On the other hand, newer technologies such as industrial IoT systems (32%), robotics/cobotics (32%), analytics and AI (31%), plant digital twins (24%), AR/VR (22%) are likely to having been applied only recently.
So, what does this mean? It means that many manufacturers’ Smart Manufacturing initiatives are adding new technologies without the base systems in place. Without systems such as PLM or MES to control processes and put data into context, the initiatives fall short of their promises.
#9 – 51% say technology implementation is a challenge
We fear that many companies are entering these initiatives not only without a solid technology base, but also with skewed expectations.
This becomes clear in a statement from Martin Widsing, senior manager – Virtual Methods and IT at Volvo Cars. “The biggest struggle is that there are no products and platforms available, ready to use, that we can simply purchase, implement, and then start using.”
This makes Smart Manufacturing sound like just adding a new technology. However, companies cannot jump past overall strategy for digitalization and years of progressive maturity steps.
#10 –- $1.5 trillion to $2.2 trillion add to GDP
According to the report, the estimated productivity gains from Smart Manufacturing will add something between $1.5 trillion and $2.2 trillion to the global GDP. The number is staggering, but the methodology looks quite solid.

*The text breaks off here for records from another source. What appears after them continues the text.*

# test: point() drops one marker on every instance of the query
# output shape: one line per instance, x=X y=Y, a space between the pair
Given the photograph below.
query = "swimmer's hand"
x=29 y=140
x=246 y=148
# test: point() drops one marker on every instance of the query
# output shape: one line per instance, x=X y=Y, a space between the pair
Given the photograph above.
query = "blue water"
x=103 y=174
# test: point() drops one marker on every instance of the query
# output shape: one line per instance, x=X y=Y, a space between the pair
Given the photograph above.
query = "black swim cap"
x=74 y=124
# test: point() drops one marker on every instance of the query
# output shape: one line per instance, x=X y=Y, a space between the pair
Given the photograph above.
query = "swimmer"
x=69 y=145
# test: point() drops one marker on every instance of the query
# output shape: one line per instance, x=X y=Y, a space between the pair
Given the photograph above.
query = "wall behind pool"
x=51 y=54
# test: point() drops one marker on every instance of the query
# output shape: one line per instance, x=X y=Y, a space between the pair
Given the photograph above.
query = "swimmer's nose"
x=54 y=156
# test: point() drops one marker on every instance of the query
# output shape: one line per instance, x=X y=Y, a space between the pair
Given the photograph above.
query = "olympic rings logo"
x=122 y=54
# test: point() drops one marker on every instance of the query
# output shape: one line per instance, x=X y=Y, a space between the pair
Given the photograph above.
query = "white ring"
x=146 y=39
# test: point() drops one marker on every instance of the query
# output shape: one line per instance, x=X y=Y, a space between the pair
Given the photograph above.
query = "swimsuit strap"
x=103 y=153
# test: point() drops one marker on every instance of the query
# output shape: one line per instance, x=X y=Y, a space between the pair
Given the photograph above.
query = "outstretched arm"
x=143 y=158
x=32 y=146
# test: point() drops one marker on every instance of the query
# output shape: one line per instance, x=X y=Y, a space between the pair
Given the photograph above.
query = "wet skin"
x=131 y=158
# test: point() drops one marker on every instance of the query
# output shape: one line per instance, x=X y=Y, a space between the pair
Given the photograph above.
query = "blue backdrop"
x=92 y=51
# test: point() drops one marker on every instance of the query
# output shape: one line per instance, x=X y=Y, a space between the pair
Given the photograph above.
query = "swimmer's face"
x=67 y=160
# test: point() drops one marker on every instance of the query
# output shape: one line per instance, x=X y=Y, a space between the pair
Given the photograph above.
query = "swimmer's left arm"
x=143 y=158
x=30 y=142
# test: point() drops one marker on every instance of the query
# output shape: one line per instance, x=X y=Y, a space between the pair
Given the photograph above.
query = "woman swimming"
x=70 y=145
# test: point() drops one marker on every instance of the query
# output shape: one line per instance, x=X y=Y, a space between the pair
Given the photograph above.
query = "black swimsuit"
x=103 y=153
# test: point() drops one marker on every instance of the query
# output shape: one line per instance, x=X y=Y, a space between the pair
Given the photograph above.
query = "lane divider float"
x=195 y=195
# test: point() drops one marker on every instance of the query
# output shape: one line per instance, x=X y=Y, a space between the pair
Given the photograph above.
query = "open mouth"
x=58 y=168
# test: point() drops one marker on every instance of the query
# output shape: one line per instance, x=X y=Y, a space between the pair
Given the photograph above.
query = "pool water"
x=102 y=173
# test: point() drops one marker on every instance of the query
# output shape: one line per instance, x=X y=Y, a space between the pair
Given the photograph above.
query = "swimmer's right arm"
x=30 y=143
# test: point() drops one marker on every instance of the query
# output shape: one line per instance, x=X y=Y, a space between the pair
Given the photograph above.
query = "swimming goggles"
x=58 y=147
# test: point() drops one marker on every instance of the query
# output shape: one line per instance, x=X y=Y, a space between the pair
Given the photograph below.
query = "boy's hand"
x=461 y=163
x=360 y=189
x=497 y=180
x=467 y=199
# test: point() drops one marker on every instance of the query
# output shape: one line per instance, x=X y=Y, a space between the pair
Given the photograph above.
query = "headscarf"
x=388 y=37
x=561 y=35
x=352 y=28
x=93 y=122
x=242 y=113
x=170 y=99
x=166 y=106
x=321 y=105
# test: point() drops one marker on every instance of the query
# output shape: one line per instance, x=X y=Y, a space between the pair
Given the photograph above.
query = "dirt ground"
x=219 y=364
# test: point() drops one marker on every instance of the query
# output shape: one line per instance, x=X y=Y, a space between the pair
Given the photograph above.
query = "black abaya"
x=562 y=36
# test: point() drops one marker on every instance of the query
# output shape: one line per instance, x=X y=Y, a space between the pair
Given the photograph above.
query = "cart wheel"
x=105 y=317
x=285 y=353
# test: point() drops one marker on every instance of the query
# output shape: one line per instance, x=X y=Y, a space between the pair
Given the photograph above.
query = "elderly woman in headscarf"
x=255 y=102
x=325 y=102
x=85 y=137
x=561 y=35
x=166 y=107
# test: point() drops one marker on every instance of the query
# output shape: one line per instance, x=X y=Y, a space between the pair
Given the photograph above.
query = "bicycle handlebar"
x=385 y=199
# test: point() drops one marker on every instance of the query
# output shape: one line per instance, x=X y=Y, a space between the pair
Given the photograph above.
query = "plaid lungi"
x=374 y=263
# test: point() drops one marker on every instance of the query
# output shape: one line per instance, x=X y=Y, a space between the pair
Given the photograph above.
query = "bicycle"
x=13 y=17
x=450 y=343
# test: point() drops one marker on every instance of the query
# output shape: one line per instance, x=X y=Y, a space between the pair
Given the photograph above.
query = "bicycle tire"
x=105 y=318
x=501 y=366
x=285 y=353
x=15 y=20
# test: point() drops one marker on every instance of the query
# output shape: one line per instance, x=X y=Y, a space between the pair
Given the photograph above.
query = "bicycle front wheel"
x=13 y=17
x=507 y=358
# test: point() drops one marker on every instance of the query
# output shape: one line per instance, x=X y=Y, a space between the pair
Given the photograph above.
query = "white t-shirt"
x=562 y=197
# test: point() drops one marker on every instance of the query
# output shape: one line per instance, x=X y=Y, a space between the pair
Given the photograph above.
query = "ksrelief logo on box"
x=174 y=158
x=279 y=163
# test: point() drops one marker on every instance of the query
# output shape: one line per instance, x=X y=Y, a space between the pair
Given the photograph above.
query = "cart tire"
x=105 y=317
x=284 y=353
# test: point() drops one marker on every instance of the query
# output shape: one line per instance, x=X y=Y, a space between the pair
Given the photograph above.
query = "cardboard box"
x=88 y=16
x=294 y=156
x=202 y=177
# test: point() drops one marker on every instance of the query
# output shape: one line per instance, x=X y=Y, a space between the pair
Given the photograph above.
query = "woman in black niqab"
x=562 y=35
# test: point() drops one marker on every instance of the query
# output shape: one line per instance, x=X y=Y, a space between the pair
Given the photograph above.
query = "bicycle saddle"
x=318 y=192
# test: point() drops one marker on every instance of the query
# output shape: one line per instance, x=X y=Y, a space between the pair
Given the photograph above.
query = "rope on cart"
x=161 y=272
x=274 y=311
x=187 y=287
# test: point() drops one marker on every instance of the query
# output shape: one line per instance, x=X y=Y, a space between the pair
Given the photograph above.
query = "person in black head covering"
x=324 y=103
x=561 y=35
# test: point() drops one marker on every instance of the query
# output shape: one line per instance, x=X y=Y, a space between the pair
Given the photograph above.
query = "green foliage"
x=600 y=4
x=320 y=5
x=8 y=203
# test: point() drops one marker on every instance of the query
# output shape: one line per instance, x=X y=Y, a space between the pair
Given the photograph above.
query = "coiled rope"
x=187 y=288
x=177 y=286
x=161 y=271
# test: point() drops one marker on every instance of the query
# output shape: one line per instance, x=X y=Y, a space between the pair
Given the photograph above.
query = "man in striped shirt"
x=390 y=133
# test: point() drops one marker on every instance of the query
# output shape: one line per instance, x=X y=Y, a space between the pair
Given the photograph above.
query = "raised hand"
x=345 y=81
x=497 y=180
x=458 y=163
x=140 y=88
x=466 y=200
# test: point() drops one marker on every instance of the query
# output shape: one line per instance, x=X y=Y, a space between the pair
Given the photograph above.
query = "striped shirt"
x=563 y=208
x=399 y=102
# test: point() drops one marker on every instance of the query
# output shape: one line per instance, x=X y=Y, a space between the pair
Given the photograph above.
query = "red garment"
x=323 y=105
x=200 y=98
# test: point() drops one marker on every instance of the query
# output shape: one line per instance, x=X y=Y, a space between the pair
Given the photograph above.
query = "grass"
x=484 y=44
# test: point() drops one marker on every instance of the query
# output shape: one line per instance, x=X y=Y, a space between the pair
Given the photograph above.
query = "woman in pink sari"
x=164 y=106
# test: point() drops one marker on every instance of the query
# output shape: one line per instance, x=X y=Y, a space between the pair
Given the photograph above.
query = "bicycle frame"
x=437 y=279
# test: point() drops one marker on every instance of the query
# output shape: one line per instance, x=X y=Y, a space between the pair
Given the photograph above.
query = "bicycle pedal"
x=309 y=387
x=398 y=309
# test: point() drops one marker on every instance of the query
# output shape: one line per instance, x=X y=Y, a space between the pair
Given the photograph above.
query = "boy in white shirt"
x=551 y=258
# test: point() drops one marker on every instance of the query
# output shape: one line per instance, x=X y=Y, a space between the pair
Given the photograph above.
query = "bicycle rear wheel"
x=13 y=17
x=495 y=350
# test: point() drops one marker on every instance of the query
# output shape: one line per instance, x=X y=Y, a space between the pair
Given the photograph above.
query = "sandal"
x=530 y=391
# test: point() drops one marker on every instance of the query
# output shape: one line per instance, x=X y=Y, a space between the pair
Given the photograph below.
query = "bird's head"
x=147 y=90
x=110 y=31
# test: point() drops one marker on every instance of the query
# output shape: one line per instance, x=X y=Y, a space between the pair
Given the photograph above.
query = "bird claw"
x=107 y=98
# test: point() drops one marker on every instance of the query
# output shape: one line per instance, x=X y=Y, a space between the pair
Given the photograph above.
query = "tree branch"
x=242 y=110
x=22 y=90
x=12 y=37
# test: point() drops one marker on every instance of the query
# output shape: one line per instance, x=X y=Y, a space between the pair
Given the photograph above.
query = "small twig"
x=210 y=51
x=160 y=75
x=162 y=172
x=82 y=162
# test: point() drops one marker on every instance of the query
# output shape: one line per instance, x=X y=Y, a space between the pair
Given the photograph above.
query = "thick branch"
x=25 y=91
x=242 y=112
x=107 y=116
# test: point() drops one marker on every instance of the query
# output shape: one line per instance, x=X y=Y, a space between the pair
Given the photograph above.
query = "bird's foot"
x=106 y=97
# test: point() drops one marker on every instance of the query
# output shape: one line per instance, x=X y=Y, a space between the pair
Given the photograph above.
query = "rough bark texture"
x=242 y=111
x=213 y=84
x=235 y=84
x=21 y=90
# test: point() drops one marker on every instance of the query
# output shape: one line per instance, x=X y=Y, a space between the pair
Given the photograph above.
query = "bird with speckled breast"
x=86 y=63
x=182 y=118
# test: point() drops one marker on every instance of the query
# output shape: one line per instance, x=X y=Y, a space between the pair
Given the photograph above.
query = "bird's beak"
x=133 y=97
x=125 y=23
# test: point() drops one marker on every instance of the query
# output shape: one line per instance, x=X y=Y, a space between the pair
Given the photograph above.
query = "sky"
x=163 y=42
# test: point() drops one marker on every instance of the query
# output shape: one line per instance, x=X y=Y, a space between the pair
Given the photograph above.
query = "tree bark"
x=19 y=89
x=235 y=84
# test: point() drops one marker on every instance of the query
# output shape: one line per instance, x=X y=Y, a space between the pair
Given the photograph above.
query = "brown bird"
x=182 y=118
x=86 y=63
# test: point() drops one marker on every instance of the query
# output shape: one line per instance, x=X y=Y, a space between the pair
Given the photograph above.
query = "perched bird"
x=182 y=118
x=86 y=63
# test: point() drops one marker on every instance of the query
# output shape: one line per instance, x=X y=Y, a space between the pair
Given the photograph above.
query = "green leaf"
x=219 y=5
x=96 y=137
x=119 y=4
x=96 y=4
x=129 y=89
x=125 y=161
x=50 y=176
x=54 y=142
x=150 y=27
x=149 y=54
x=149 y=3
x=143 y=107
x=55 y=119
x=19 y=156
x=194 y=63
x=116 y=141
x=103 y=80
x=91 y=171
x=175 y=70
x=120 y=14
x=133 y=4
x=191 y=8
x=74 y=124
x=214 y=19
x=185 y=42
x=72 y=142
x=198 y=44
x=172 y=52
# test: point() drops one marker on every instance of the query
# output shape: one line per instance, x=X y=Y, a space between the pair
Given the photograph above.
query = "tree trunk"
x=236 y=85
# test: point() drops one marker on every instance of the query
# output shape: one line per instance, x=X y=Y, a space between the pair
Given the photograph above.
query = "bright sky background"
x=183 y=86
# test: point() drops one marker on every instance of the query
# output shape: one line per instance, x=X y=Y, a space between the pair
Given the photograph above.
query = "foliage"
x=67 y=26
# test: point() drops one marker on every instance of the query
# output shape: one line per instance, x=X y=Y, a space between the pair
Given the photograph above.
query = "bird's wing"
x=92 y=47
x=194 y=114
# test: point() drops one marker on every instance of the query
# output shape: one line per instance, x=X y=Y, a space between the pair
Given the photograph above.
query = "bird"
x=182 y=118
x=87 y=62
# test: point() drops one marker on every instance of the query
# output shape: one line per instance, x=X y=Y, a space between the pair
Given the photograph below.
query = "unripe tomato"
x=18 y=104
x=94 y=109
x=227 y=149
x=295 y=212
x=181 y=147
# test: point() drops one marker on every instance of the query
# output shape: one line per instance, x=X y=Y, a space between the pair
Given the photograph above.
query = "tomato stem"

Researchers derive it from the expected target productivity gains for each smart factory and from all gains from existing initiatives, with these coming both from “efficiency by design and operational excellence”. This is then factored on the current value-add contribution that manufacturing makes to global GDP.
There is huge enthusiasm around Smart Manufacturing and Industry 4.0 technologies and approaches. The potential benefit to companies and the global economy is enormous. Yet if not done properly, manufacturers will continue to invest significant amounts and struggle to realize the huge potential offered by smart factories.
For now, the most important take-away is: without a well-defined strategy revolving around enterprise systems that can act as the core, properly defined and implemented, the likelihood of success is very slim… no matter how much money companies throw at the problem.
CapGemini’s Smart factories @ scale is publicly available for download here: https://www.capgemini.com/research/smart-factories-at-scale/ This 40+ page report is full of charts and infographics, and with lots of food for thought.
I have shared my thoughts. I hope you will share yours with me too!